While there are quite a few steps to the process, they’re all really easy and you can even make the caramel sauce up to three days in advance. I actually doubled the amount of sauce that I made (to allow for extra drizzling) and because … caramel sauce.
- Espresso powder is very intensely dark and concentrated instant coffee. It’s not really for drinking, but great for baking. Just a teaspoon or two will give a darker, richer flavor to chocolate recipes, and works very well in chocolate cake.
- If you can’t find espresso powder, use 1 cup of strong black coffee in place of the boiled water.
- You can easily double the recipe for the Salted Caramel Sauce but make sure you use a large enough pot. It will bubble up intensely when you add the cream. If you double the recipe, make sure you only add a 1/2 cup of the finished sauce to the frosting.
- You can use two 8 inch cake pans instead of the three 6 inch pans. It should take about 35-40 minutes to bake.
- This frosting would be amaaahzing on cupcakes. Who am I kidding? This frosting would be amazing on compost.
- For the Cake:
- 2 cups granulated sugar
- 1¾ cups all purpose flour
- ¾ cup unsweetened natural cocoa powder
- 1 tsp fine sea salt
- 1½ tsp baking powder
- 1½ tsp baking soda
- 2 large eggs, lightly beaten
- ½ cup canola oil
- 1 cup whole milk
- 2 teaspoons instant espresso powder
- 1 cup boiling water
- For the Caramel Sauce:
- 2 tsp light corn syrup
- 4 tbsp water
- ½ cup granulated sugar
- ½ cup cream
- 1 tsp vanilla
- 1 tsp fine sea salt
- 1 tsp lemon juice
- For the Buttercream Frosting:
- 2 sticks butter, softened
- 4 cups powdered sugar
- Maldon salt
- For the Cake:
- Preheat oven to 350F.
- Line three 6" cake pans with parchment paper rounds. Grease the bottoms and sides lightly with butter, and then dust with flour. Tap the pans to eliminate any extra flour.
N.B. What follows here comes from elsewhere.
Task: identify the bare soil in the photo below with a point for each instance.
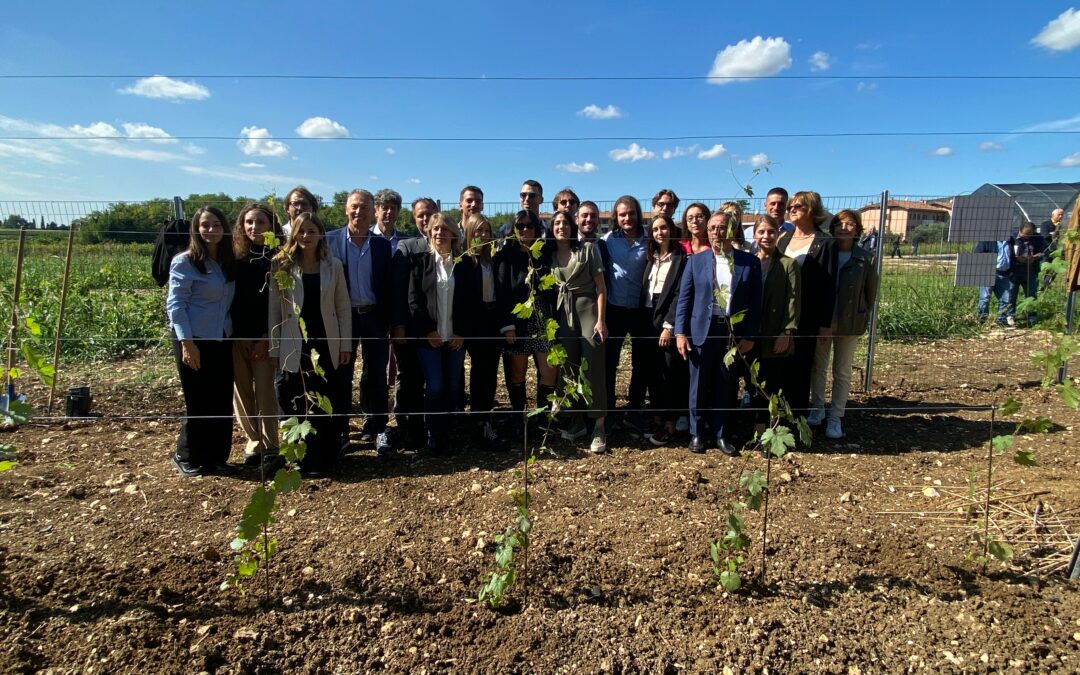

- In a large bowl, combine the sugar, flour, cocoa powder, salt, baking powder, and baking soda. Using a whisk, stir to combine the dry ingredients. Add the lightly beaten eggs, canola oil and the milk and combine. Dissolve the espresso powder into the in the boiling water and then stir it into the mix. Your batter should now be quite liquid, like pancake batter.
- Divide the batter equally into the three pans. Place into the oven and bake for 30 - 35 minutes. Remove from the oven and let cool for 10 minutes before removing from their pans. Let them finish cooling on a wire rack.
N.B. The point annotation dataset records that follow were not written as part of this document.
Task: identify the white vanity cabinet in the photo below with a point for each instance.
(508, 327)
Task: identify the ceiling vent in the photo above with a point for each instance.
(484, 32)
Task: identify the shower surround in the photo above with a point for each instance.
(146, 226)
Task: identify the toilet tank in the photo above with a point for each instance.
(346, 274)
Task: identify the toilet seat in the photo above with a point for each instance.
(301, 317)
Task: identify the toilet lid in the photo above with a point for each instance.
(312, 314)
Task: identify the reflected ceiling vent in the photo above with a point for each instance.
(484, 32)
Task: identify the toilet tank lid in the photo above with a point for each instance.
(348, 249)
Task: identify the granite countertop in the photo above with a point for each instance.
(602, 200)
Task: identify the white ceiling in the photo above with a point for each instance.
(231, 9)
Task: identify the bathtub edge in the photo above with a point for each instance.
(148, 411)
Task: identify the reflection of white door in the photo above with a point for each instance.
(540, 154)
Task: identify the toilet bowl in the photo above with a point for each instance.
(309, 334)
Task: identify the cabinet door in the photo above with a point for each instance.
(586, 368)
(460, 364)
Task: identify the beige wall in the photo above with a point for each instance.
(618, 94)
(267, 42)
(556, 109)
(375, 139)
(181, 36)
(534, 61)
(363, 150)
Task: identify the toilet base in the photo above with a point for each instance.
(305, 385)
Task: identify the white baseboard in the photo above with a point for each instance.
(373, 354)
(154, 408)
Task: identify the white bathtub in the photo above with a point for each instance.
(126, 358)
- For the Caramel Sauce (this can be made up to three days ahead):
- Place the corn syrup, water, and granulated sugar in a medium saucepan and stir to combine. Bring to a boil over medium heat. Once the mixture starts to boil, don’t stir it or the sugar could crystallize. You can gently swirl the pan every so often if the sugar begins to brown unevenly (be very careful, it’s HOT). Continue to boil until it thickens and turns a lovely brown caramel color (once it starts to color, it will darken quickly so don’t take your eyes off it). Turn off the heat and slowly stir in the cream, vanilla, salt, and lemon juice with a wire whisk. It will bubble up like crazy for a moment but just keep stirring. If the caramel clumps at all, place the pan back on the stove on low heat, and stir until it becomes smooth. Set to the side to cool completely.
- For the Caramel Buttercream:
- In a mixer, combine 2 sticks of softened butter, 4 cups powdered sugar, and ¾ of the cooled caramel sauce (1/2 cup). Beat until smooth and fluffy.
- Once the cakes have cooled completely, assemble them by placing a thick layer of frosting between each layer. Cover the top and sides with the rest of the frosting and smooth out with a spatula. Drizzle the left over caramel on top. Sprinkle with some flaked Maldon salt.